If you run right over to Parsons New School of Design, at No. 6 East 16th Street; tell the security guard you’ve come to see the student projects exhibit; and take the elevator to the 12th floor – you will find Matt Felsen’s MFA final project, “Lost Landmarks,” sort of a landmarks voyeur’s time machine.
Matt got hold of one of those binocular viewers familiar from such tourist spots as the top of the Empire State Building
and set it up at four sites in Manhattan – Penn Station, Grand Central Terminal, Bryant Park, and West 14th Street near Sixth Avenue. But he fiddled with the viewer’s innards, installing a small iPad:
The result: When passersby looked through the viewer, instead of seeing the site as it appears today, they saw a series of historic views of what had stood there a century or so ago – the view they would have had looking at the site from that exact spot. At Penn Station, they saw the original Penn Station; at Grand Central, the first Grand Central Depot; at Bryant Park, the Crystal Palace (though this installation was, sadly, cancelled because of the weather); and on 14th Street, a long-vanished neo-Gothic armory.

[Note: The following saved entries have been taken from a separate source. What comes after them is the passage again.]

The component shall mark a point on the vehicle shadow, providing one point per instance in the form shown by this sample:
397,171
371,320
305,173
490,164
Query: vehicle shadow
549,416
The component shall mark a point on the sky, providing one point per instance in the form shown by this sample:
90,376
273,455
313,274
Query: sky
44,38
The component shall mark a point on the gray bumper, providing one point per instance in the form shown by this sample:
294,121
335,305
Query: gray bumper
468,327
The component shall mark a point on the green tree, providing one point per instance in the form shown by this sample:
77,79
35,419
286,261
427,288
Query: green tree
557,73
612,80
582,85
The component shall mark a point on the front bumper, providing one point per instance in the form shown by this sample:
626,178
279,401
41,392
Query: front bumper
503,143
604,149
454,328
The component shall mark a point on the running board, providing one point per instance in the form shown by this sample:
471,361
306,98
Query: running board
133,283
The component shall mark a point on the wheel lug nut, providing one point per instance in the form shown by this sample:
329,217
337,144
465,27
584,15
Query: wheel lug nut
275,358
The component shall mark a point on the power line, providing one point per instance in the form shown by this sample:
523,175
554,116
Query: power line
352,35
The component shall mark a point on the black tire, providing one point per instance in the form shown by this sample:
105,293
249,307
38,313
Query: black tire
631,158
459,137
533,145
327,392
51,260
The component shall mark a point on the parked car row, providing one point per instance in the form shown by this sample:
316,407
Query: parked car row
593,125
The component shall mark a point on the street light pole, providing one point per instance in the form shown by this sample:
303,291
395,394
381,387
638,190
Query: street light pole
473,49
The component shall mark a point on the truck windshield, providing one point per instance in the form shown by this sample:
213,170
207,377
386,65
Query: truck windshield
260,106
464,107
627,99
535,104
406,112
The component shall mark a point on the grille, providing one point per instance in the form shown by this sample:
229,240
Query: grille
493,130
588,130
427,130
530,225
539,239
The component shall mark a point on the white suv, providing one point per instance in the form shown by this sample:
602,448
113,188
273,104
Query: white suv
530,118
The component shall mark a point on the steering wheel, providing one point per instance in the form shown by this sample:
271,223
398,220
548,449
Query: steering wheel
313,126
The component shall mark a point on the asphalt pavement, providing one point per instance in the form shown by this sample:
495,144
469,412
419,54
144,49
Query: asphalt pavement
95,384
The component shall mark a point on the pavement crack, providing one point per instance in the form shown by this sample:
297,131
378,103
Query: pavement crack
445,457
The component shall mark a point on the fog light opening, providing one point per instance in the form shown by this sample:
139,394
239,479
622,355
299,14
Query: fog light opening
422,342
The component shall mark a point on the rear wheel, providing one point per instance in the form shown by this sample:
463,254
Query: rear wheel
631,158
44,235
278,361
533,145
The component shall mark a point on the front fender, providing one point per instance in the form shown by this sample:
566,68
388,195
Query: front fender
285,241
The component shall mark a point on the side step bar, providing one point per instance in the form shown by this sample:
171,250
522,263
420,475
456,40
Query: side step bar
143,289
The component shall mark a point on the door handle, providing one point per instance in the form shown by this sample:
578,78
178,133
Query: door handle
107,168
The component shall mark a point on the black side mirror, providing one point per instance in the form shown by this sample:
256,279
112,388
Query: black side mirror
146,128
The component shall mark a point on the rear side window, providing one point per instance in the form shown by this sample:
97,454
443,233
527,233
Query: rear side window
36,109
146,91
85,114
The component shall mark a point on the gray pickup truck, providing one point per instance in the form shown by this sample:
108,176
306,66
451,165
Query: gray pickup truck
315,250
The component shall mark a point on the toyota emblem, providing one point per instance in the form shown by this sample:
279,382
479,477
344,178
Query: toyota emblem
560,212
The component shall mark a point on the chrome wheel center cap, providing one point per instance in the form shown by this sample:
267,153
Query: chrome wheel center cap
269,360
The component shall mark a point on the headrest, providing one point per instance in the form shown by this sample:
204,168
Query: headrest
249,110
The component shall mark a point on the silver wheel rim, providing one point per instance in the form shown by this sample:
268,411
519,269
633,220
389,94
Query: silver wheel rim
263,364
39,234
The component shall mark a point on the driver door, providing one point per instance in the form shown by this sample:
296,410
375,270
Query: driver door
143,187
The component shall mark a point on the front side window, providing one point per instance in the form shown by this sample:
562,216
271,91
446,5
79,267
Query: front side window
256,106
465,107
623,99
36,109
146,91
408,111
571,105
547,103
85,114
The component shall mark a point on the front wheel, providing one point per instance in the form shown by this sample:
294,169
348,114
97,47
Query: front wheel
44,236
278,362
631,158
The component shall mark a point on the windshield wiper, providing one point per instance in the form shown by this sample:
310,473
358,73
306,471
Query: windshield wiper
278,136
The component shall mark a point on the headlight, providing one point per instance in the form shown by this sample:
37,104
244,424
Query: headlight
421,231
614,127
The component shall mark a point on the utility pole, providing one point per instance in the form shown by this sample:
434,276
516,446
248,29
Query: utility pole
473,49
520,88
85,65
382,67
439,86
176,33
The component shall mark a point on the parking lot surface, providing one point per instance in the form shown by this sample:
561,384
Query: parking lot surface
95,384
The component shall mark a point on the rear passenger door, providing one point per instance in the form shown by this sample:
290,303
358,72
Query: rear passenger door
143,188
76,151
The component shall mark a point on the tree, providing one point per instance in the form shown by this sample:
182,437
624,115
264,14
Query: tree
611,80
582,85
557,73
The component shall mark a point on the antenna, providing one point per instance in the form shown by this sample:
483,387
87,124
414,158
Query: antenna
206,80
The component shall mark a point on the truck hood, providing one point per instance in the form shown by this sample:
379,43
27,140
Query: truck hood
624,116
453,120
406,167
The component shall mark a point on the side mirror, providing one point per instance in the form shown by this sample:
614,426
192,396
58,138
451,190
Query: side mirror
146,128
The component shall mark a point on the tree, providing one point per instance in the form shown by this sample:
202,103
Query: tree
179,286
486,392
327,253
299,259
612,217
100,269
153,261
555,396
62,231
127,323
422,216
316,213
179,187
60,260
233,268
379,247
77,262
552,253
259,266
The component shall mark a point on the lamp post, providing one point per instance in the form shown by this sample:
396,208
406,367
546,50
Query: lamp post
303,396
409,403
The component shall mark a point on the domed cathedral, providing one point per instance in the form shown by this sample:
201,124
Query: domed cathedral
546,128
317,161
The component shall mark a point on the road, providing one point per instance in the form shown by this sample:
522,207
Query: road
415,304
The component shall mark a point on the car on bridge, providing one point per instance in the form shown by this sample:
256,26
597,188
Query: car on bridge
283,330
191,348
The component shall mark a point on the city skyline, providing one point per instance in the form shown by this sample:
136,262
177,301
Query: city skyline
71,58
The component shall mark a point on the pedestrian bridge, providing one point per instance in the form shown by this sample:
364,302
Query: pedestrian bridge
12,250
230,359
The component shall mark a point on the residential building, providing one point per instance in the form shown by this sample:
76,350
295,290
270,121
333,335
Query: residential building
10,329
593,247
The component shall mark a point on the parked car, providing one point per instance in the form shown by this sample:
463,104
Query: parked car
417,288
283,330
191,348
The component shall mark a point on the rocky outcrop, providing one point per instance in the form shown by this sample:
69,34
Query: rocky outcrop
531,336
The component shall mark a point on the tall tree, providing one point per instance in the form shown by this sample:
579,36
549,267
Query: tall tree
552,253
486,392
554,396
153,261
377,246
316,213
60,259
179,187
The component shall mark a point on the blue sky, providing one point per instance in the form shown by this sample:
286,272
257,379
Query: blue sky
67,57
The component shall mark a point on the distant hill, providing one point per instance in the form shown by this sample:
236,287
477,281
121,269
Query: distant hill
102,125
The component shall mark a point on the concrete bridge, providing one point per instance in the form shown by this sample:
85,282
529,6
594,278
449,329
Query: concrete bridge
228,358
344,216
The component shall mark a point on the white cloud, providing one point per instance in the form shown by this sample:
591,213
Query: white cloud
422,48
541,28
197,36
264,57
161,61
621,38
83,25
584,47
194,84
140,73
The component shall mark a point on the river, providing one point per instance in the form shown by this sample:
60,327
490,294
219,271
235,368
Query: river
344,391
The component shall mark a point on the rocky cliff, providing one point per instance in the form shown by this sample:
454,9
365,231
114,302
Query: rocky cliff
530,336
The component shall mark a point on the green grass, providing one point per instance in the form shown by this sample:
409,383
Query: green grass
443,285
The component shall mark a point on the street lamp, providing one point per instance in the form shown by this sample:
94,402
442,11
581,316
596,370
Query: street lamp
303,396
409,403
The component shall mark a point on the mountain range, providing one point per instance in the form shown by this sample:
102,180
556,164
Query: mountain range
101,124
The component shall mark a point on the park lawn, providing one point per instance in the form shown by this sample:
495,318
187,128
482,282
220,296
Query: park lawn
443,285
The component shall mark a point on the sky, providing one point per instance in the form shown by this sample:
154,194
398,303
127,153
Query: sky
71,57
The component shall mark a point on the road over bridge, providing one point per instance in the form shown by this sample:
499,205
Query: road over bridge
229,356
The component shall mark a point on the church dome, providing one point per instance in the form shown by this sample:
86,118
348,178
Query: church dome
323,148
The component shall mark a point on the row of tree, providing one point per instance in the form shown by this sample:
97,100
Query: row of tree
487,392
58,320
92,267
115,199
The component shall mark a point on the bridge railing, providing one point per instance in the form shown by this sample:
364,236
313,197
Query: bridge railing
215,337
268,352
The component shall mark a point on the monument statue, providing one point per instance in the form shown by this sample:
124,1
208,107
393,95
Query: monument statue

Though the street installations are gone, the entire project is still visible for a few more days at Parsons. Matt has set up his viewer in front of a wall, where he projects a photo of the current scene, and invites you to look through the viewer to see the historic antecedent.
You can learn more about the project at Matt’s web site: http://lostlandmarks.cc, but it’s definitely more fun to see it in person. The project will be up until this coming Saturday, May 24th, and the gallery is open from 10:00 a.m. to 8: p.m.
Wouldn’t you like to have these viewers all over the city?
Unfortunately, it was up for a very short time. With luck it will turn into a larger project.
How cool! But your post says it was up only until last Saturday, so we have all missed out on seeing it — unless you got a postponement on its closing.